ENTRETIEN – Saâdeddine Marzoug : « Les juges subissent toujours des pressions et des menaces »

Saâdeddine Marzoug est porte-parole du Club des magistrats, un syndicat en cours de constitution. Il parle dans cet entretien des pressions et des menaces à l’encontre des magistrats, répond à ceux qui leur reprochent de privilégier l’amélioration de leur situation sociale et dévoile le point de vue des juges vis-à-vis de l’élection présidentielle prévue le 12 décembre.

La grève illimitée des magistrats constitue un précédent dans le secteur de la justice. Que pensez-vous de cette initiative ?

Il n’y a pas doute, la grève des magistrats constitue un précédent. Elle permet de tirer la sonnette d’alarme sur la situation des juges individuellement et de la justice en tant que pouvoir censé être indépendant mais qui ne l’est pas.

La grève est un cri de détresse de jeunes et de cadres qui perçoivent une rémunération qui ne leur garantit pas une vie décente. C’est aussi le cri de juges devenus des serviteurs du pouvoir exécutif et de ses mafias qui soutiennent l’appareil répressif officiel.

C’est le cri de magistrats dont la dignité est bafouée quotidiennement par le ministère de la Justice et ses relais au sein des juridictions, nommés depuis 1962 sur la base des seuls critères de l’allégeance et de la corruption.
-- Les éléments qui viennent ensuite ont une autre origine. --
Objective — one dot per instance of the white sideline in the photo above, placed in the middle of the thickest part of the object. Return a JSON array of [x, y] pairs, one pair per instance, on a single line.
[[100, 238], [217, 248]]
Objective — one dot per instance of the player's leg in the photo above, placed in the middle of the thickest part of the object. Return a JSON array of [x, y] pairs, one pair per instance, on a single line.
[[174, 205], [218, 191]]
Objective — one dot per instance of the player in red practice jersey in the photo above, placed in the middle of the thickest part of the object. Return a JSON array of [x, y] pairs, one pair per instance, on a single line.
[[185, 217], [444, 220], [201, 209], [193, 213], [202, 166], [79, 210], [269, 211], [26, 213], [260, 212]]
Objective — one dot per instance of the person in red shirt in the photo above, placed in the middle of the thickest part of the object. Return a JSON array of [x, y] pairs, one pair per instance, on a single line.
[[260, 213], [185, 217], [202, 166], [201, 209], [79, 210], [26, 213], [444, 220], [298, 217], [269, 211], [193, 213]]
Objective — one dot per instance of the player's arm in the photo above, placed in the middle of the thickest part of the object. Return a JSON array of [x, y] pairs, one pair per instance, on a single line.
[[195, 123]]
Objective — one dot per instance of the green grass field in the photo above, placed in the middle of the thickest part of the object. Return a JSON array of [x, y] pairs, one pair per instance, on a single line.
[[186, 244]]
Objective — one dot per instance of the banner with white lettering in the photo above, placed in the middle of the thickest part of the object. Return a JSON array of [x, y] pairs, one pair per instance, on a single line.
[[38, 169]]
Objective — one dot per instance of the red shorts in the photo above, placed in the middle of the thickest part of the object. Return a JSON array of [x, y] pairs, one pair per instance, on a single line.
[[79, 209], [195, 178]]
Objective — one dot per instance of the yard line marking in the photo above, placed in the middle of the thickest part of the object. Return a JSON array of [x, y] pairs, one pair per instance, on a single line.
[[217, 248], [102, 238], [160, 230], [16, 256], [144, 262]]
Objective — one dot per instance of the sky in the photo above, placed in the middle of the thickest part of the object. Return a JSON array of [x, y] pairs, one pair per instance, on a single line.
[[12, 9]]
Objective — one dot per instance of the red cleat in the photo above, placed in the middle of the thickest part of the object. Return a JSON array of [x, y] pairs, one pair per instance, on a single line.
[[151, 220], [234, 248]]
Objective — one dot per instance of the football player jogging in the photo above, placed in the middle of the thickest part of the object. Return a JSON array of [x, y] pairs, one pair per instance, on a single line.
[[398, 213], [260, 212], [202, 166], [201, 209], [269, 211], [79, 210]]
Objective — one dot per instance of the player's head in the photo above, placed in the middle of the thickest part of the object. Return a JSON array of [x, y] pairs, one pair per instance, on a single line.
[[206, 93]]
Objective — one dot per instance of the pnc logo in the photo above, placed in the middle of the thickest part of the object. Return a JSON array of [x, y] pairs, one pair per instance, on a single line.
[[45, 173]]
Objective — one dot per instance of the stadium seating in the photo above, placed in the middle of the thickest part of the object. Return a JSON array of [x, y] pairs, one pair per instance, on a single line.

C’est le cri de juges qui vivent éloignés de leurs familles, qui supportent des conditions difficiles, parfois de l’humiliation, pour assurer à leurs familles un minimum de vie décente.

Votre grève est-elle destinée à libérer la justice ou c’est juste un mouvement social ?

La question est pertinente mais elle est devenue vexante pour beaucoup de juges intègres, en ce sens qu’elle traduit la vision des clans au pouvoir depuis l’indépendance qui ont intérêt à ce que le juge soit perçu comme un corrompu. Leur but est de provoquer une cassure entre le peuple et le juge afin d’utiliser celui-ci pour exécuter des agendas politiques.

En vérité, comme dans tous les autres secteurs, il y a dans la justice des hommes intègres, comme on peut y trouver des corrompus, des soumis et des opportunistes. Par exemple, le Club des magistrats d’Algérie a affiché plus d’une fois son soutien au hirak populaire depuis son déclenchement, refusé de superviser les élections du cinquième mandat et le prolongement (du quatrième mandat, NDLR), appelé au départ du président de la République de l’époque, demandé au ministre de la Justice du système corrompu de s’éclipser et attaqué l’État profond et ses services de renseignement.

Il a aussi refusé de superviser les élections prévues le 4 juillet dernier sans la révision des textes relatifs aux élections et exigé le départ des « B ». Tout cela, malgré ce que les membres du Club avaient subi comme pressions, menaces et sanctions dans le cadre d’un système judiciaire fondé sur la peur et l’obligation d’obéissance.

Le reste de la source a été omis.